И тогда, в который раз, вспоминал о Тусе. И что в ней было такого, особенного? Он пробовал анализировать: подруга юности, — что ж, это, конечно, имеет свое обаяние, ну, правда, хороша собой, но ему встречались женщины куда красивее, в его вкусе, холеные хищницы с мерцающим взглядом и пышными волосами. И умнее они были, и откровенней в любви, больше знали, больше умели…
И все-таки все они как-то сливались для него, и только одна Туся помнилась так ясно и отчетливо, словно он всего лишь вчера расстался с нею.
Приехав в Москву, он демобилизовался, окончил институт связи и стал работать старшим инженером районного телефонного узла.
Работа была, что называется, не пыльной, устраивала его, при случае он мог оказывать услуги нужным, интересным ему людям — поставить телефон, установить параллельный номер, ускорить проводку кабеля, достать импортный аппарат. Ему это было нетрудно, а люди помнили об его услугах и, когда нужно было, платили добром за добро.
Отец его умер, нянька сильно одряхлела. Временами, когда он трезво и беспощадно думал о своей жизни, ему становилось жаль себя. Да, как ни странно, все кругом считали его обаятельным, счастливчиком, везуном, а сам он в глубине души жалел себя.
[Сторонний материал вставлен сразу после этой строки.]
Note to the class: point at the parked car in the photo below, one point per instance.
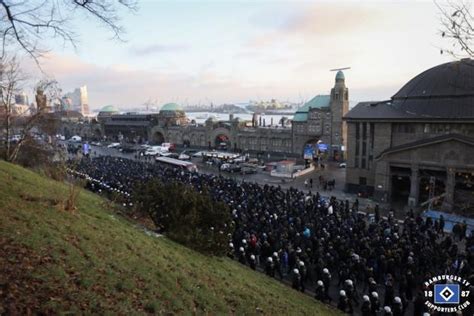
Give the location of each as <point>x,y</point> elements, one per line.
<point>199,154</point>
<point>248,168</point>
<point>184,156</point>
<point>228,167</point>
<point>153,151</point>
<point>76,139</point>
<point>129,149</point>
<point>113,145</point>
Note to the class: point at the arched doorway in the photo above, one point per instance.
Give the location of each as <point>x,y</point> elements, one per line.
<point>222,142</point>
<point>312,150</point>
<point>158,138</point>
В сущности, он был одинок, ни к кому не привязался, никого по-настоящему не любил. И друзей у него не было в подлинном значении слова. Их заменяли нужные люди, интересные, перспективные связи. А друзей не было.
Порой снова всплывали мысли о Тусе. Но нет — на это он не мог решиться. С Тусей покончено, раз и навсегда, и самое лучшее для обоих — никогда не встречаться.
Как-то он поехал в командировку в Свердловск и там случайно познакомился с сотрудницей одного научно-исследовательского института. Она была недурна собой и, как он сразу понял, обладала уравновешенным характером. Не молоденькая, что-то около сорока. С мужем разошлась, муж сильно пил, жила вдвоем с десятилетней дочкой.
Она понравилась ему ровно настолько, чтобы не быть для него скучной и обременительной. Она была умна, а это уже немаловажно в семейной жизни, к тому же и нрав у нее был не вздорный, а покладистый и сравнительно мягкий.
Он привез ее в Москву. Нянька сразу же привязалась к ее дочке и как бы заново расцвела, с утра до вечера хлопотала по хозяйству. Он и жена днем работали, девочка училась в школе, к вечеру все собирались вместе, все было, как полагается в каждой нормальной семье.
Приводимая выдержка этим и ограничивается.